Minuendo
- Industry: Hearing Protection
- Founded: 2018
- Headquarters: Oslo, Norway
- Area served: Scandinavia
- Key people: Stian Aldrin (CEO) Olav Kvaløy (CSO)
- Website: www.minuendo.com

= Minuendo =

Norwegian manufacturer of hearing protection devices

Minuendo is a manufacturer of Hearing protection devices in the form of lossless Earplugs for the HSE and hearing health market. The products typically address users that are reliant on sound fidelity and spatial awareness while exposed to stressful or dangerous levels of sound. Examples of user groups are Musicians, sound engineers, Construction workers and child care professionals.

== History ==
SAE Hearing AS was established in June 2018 in Oslo, Norway and registered as Minuendo AS in March 2019. In addition to employees, the largest owners as of April 2019 are AF Group and OBOS through Construct Venture, SINTEF Venture V, StartupLab Founders and Halden Municipal Pension Fund.

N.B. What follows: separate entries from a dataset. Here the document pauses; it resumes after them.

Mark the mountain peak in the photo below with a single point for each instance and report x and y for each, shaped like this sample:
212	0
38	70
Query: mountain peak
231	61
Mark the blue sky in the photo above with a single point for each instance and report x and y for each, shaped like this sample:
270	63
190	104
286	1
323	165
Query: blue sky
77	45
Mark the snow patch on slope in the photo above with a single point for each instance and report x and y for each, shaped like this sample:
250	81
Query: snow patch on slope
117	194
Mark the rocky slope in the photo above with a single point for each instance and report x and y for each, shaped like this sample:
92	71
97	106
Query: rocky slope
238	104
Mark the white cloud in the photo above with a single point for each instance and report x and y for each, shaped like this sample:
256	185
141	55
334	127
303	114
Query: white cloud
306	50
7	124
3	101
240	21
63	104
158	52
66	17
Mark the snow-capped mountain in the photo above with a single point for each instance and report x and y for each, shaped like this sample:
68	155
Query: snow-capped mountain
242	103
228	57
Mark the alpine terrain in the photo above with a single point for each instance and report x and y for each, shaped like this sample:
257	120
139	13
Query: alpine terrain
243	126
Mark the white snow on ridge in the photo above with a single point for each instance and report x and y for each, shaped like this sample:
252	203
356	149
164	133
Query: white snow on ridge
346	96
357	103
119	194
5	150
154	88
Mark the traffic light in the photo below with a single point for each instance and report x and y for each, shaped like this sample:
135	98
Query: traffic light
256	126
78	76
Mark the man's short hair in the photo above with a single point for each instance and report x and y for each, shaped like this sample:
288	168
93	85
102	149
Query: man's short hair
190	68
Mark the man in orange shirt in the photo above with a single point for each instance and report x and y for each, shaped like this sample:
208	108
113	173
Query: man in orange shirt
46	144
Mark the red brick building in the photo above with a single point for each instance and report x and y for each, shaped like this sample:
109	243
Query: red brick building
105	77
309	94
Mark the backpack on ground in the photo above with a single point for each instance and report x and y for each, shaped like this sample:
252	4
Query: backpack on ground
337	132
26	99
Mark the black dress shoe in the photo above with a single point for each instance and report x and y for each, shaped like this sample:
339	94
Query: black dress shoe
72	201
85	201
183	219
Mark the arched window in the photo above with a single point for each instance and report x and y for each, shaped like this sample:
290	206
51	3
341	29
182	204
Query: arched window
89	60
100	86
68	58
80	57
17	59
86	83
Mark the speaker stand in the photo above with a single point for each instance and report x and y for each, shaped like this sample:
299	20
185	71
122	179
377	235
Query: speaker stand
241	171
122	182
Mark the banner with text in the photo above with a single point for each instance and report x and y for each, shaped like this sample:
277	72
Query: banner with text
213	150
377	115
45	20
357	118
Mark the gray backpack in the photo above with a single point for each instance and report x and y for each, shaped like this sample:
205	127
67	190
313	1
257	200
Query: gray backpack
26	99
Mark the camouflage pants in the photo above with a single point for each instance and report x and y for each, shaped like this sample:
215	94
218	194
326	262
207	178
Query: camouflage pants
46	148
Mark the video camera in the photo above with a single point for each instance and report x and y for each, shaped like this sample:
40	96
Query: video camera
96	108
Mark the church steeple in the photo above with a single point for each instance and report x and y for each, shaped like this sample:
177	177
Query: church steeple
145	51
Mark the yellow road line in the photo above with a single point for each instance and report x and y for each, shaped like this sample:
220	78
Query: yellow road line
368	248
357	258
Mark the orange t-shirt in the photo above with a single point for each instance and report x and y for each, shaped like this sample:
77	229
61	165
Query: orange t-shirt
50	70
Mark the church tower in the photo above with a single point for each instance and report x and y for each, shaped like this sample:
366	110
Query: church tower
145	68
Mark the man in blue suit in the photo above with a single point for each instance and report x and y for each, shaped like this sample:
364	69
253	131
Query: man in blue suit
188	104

The company is a commercial spin-off from SINTEF, one of Europe's largest independent research organizations through their Technology Transfer Office (TTO). In part funded by the FORNY program from the Research Council of Norway, a new technology for Hearing protection devices was developed from 2015 to 2018 forming the core of Minuendo's IP.

The acoustical science group at SINTEF has a history developing advanced hearing protection technologies, earlier commercialized through Nacre AS. Nacre was acquired by personal protection equipment supplier Sperian in 2007, which in turn was acquired by Honeywell in 2010.